The evidence that the English language is changing would tend to say “yes.” After all, it may be well argued that only the English language can adapt as swiftly and easily, unlike other languages. Increasingly we are turning nouns and adjectives into verbs – such as “to Google.” English uses few inflections. In French, for example, the noun “action” has to become the verb “actionner”, whereas English may use the same for both. In Arabic there are no exceptions and few in Chinese or Spanish.
With the advent of faster and more varied communications channels via social media and social technologies, English has adapted incredibly well. Not only are English speakers creating and adopting new forms of the language, but it may be that acronyms such as LOL or BFF become a part of other languages. In our research projects we’ve seen the use of English-based acronyms such as LOL or ROFL commonly used in German, French, Russian, Spanish and Portugese social media channels in text form – primarily it seems to be Indo-European languages, but some instances have been seen in Arabic and Chinese.

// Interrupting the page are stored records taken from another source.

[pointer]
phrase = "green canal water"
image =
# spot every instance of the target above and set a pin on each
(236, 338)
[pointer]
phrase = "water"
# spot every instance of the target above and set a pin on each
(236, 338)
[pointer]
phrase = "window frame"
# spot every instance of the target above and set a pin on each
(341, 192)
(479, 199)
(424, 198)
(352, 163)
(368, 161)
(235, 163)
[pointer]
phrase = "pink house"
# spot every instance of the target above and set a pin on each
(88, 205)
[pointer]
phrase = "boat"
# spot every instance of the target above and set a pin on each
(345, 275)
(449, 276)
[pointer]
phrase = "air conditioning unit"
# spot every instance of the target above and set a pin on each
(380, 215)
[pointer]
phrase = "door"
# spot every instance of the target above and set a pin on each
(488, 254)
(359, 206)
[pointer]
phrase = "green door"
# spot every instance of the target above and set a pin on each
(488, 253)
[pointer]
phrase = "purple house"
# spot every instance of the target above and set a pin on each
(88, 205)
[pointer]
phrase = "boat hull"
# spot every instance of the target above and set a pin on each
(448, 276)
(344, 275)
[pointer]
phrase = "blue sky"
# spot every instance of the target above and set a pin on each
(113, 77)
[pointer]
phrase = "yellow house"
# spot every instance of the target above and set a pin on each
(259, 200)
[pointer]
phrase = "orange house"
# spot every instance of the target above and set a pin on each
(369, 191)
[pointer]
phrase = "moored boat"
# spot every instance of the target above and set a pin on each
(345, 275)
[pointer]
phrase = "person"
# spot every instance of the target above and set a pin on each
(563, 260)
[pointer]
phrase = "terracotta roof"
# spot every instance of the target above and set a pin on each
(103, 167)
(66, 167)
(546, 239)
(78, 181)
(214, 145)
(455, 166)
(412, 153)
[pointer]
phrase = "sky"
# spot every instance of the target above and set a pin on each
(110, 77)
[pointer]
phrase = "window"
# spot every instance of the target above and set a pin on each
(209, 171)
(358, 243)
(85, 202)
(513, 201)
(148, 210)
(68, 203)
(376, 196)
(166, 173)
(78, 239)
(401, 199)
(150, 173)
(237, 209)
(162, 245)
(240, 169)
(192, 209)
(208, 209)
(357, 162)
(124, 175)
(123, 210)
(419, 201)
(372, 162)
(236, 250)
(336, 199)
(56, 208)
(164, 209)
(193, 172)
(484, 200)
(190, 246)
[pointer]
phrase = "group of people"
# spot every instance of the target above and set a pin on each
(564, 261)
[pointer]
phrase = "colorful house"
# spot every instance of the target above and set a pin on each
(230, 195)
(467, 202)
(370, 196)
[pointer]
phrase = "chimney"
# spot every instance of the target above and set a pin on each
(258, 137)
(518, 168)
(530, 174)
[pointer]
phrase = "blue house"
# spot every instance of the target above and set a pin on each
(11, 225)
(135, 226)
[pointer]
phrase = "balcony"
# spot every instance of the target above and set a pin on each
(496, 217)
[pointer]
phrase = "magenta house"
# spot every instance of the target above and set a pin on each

By 2015, there will be more English speaking Chinese than in the English speaking countries outside China. The evolution of the English language is not new. The word Gerrymander evolved in 1812 and Benjamin Franklin wrote a letter in 1789 stating the idea of “verbing” was “awkward and abominable.
Today however, new variations on words and acronyms are posted via Twitter and other microblogs, on popular blogs, through text messaging and more. Prior to these social technologies, when print, television and radio was the only mass communication medium, such evolution of words and how they are used took a long time. Not anymore.
Some key questions are raised with this issue; how different will the English language be in 15 years? Will it perhaps be more in line with Orwellian “newspeak” in 1984? Will we see more use of English in other languages and what do those issues portend? The majority of the text language and HTML used to build the Webs infrastructure is English-based and this continues.
I think we’re going to see some interesting evolutions to the English language over the next several decades. What do you think will happen?